The opportunity of citizen science programs is really interesting here. Equipped with the monitoring infrastructure and analytics platform, the local community could be mapping and tracking illegal logging activities or attempts to not only ensure the activity is stopped but to identify and bring to justice the people and/greater network that is involved. I’m curious what other sound data could be picked up and logged by this program. I agree that working together with local universities and researchers would put additional man and brain power behind this effort to add to its impact.
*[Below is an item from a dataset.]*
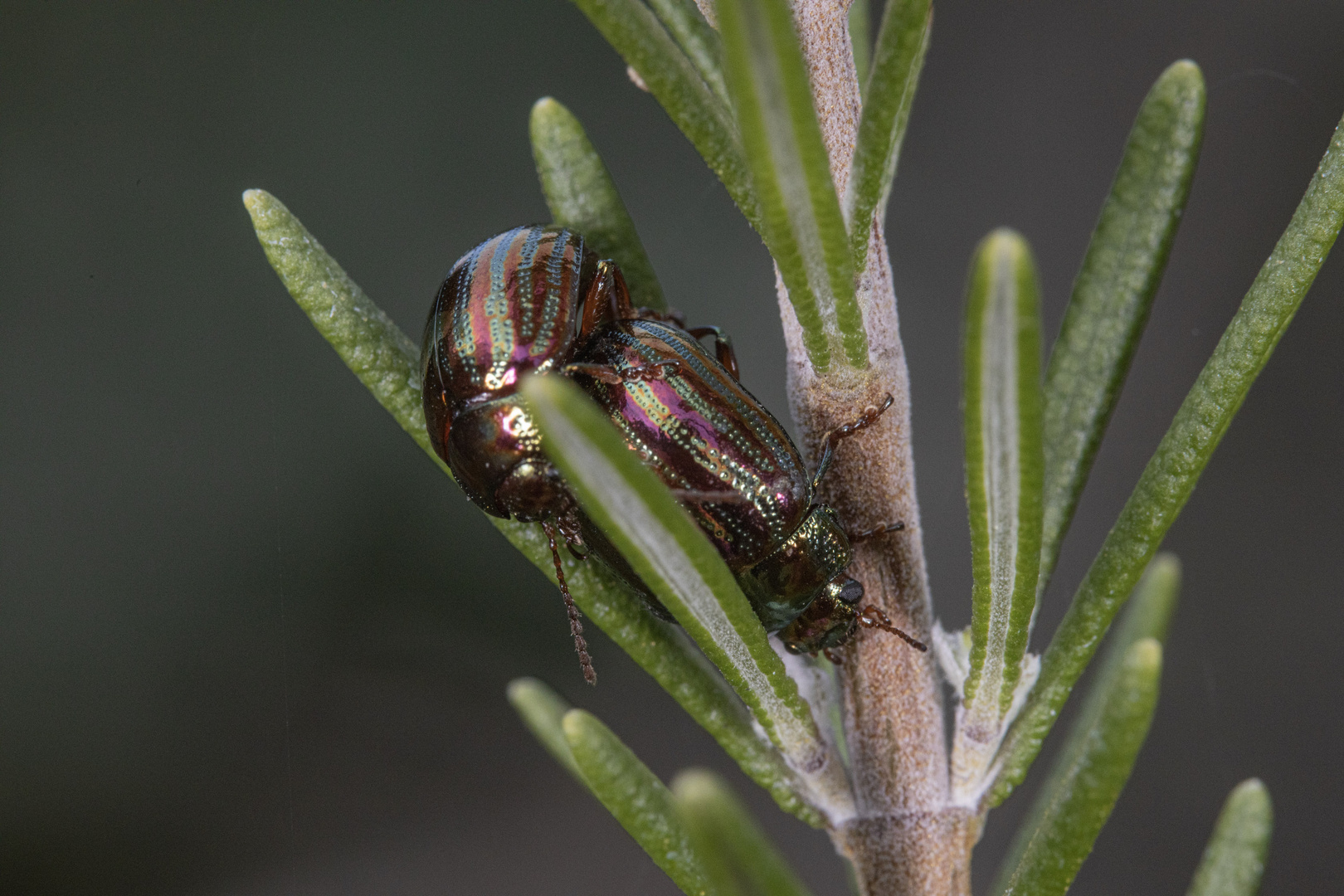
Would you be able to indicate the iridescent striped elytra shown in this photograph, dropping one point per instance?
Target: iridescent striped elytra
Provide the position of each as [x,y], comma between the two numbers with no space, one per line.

This is such an interesting concept that I wasn’t aware of before. I’m curious as to the methods employed before acoustic monitoring and why they were so ineffective. For example, I thought perhaps satellite imaging could have been an option, but I’m assuming that there is a time lag concern there – by the time deforestation is noticed on a satellite image, it’s too late. I think it’s interesting to think about how Rainforest Connection, as a non-profit, literally can’t afford human capital. Many for-profit companies find it cheaper to invest in growing their human workforce BEFORE transitioning to machines/software – Rainforest Connection doesn’t appear to have this “luxury” which I think could ultimately be a win for them in the sense that they don’t have to deal with the difficult conversation around human capital redistribution and the ethics around this “future of work”.